Review - Asylum Street Spankers
Asylum Street Spankers
The Linda, Oct. 17
The tall, bearded guy manning the merch table last Saturday at the Linda Norris Auditorium knew the story behind their name: The now successful Americana band had started out in the mid-1990s busking along Guadalupe Street in Austin. That’s the main thoroughfare running through the University of Texas campus, and it passes an administration building that once housed the state’s lunatic asylum. Drawing on blues, early country music, Tin Pan Alley songs, and pre-swing jazz, the Asylum Street Spankers have since put out 10 albums of rootsy charm featuring knockout vocals, brisk picking, and some rather raunchy originals (appropriately, on sale along with the usual CDs and T-shirts were red bikini panties bearing on their rears the invitation, “Spank me”).
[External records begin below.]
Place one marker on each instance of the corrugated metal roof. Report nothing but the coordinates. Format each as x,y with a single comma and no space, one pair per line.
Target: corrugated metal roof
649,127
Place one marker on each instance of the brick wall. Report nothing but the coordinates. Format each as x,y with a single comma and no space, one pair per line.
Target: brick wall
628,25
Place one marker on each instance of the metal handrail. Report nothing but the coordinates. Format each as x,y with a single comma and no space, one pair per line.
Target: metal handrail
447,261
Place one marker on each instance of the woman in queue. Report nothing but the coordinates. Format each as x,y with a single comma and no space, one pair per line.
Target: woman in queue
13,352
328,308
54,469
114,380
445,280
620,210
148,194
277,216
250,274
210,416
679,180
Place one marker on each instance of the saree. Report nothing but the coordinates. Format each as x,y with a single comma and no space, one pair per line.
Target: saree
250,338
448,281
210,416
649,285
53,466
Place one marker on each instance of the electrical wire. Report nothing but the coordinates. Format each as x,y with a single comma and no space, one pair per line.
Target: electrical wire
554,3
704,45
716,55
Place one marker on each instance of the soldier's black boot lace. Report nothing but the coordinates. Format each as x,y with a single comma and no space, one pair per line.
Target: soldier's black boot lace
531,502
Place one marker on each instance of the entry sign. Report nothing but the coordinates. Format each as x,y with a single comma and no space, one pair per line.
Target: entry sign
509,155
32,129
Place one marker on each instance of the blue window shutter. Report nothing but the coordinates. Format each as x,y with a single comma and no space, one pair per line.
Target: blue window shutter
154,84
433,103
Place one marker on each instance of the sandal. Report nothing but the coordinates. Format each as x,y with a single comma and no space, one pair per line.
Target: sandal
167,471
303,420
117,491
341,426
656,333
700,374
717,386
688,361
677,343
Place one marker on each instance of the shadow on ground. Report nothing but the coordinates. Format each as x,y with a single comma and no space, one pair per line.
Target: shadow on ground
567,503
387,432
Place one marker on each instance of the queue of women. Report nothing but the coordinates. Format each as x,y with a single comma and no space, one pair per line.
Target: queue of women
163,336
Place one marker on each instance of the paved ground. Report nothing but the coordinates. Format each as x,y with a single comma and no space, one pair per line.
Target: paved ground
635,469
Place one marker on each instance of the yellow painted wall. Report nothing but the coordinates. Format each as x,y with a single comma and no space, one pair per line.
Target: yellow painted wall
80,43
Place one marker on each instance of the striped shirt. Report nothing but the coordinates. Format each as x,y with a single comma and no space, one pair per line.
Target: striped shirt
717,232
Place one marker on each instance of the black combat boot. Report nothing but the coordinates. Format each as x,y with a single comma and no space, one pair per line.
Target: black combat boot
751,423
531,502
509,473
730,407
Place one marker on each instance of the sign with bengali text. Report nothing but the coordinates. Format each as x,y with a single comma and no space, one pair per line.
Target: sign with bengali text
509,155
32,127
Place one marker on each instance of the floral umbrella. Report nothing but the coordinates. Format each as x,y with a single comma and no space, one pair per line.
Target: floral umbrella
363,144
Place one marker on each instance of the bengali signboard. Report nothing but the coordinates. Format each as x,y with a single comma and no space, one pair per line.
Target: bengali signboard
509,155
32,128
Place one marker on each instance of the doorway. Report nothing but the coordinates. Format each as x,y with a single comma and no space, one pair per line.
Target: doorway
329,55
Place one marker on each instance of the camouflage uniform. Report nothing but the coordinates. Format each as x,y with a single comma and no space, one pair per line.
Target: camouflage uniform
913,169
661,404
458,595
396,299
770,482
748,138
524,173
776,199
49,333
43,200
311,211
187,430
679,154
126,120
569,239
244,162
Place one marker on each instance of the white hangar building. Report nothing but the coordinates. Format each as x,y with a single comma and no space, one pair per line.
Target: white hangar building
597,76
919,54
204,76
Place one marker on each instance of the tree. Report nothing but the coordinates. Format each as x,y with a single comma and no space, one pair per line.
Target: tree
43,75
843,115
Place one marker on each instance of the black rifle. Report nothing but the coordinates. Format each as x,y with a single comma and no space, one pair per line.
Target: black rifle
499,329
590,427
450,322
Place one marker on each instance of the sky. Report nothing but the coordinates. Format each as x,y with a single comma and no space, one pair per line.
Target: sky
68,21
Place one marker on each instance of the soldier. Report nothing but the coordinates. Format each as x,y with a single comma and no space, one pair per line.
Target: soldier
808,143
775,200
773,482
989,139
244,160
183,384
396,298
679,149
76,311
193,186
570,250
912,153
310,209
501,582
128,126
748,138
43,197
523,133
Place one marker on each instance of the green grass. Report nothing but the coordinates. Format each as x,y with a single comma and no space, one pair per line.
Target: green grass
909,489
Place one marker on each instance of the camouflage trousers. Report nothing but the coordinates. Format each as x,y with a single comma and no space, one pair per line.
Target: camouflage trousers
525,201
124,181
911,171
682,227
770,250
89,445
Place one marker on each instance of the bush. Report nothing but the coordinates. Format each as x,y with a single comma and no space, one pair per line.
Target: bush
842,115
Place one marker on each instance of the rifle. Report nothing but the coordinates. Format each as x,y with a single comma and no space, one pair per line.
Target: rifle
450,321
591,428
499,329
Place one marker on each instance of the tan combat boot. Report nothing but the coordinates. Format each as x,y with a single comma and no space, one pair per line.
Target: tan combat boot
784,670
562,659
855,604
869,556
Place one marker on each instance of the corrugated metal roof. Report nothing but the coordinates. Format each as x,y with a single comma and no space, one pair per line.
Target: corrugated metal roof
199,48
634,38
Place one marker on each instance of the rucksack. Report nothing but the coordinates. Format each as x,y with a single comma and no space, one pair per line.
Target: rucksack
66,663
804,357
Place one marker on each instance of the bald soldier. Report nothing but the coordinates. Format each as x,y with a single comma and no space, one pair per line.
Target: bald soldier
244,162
For the release of their new gospel album, God’s Favorite Band,
the septet—Christina Marrs on guitar, tenor banjo, ukulele, vocals,
and musical saw; Nevada Newman on guitar; Shawn Dean on fiddle; Mark
Henne on drums; Morgan Patrick Thompson on upright bass; David Long on
mandolin and guitar; and a singer, harmonica and washboard player known
only as Wammo (don’t ask)—offered a fabulous, two-tone show consisting
first of material from their latest CD, and then tunes celebrating
worldly pleasures. The English poet William Blake came to mind here;
this performance was truly an American edition of his 1794 volume
Songs of Innocence and Experience.
The Spankers opened with the antebellum spiritual, “Wade in the Water.” With Marrs’ robust singing over the band’s murmuring background harmonies, the vocals were faithful to the classic black gospel style. In a bluesy original, “Right and Wrong,” the flamboyant Wammo drew laughter when he sang, “I ain’t got no problem with Buddha, he’s a huge Nirvana fan.” But the peak of the holy half of the concert was their ne plus ultra cover, also sung by Wammo, of George Gershwin’s slinky repudiation of Biblical literalism, “It’s Ain’t Necessarily So.”
Salvation dispensed with, the spotlight swung to sin and secular humanism. First was “PBR,” an ode to Pabst Blue Ribbon beer sung by Wammo, who while onstage downed a good half-dozen brewskis himself. Marrs, accompanied by bass and guitar, amazed the house with a performance on musical saw of Camille Saint-Saen’s 1886 composition “The Swan,” famously recorded by cellist Pablo Casals in the 1920s. Her intonation lacked Casals’ accuracy, but that was entirely forgivable. She shined again with her lusty vocals on the risque Bessie Smith classic, “I Need a Little Sugar in my Bowl.”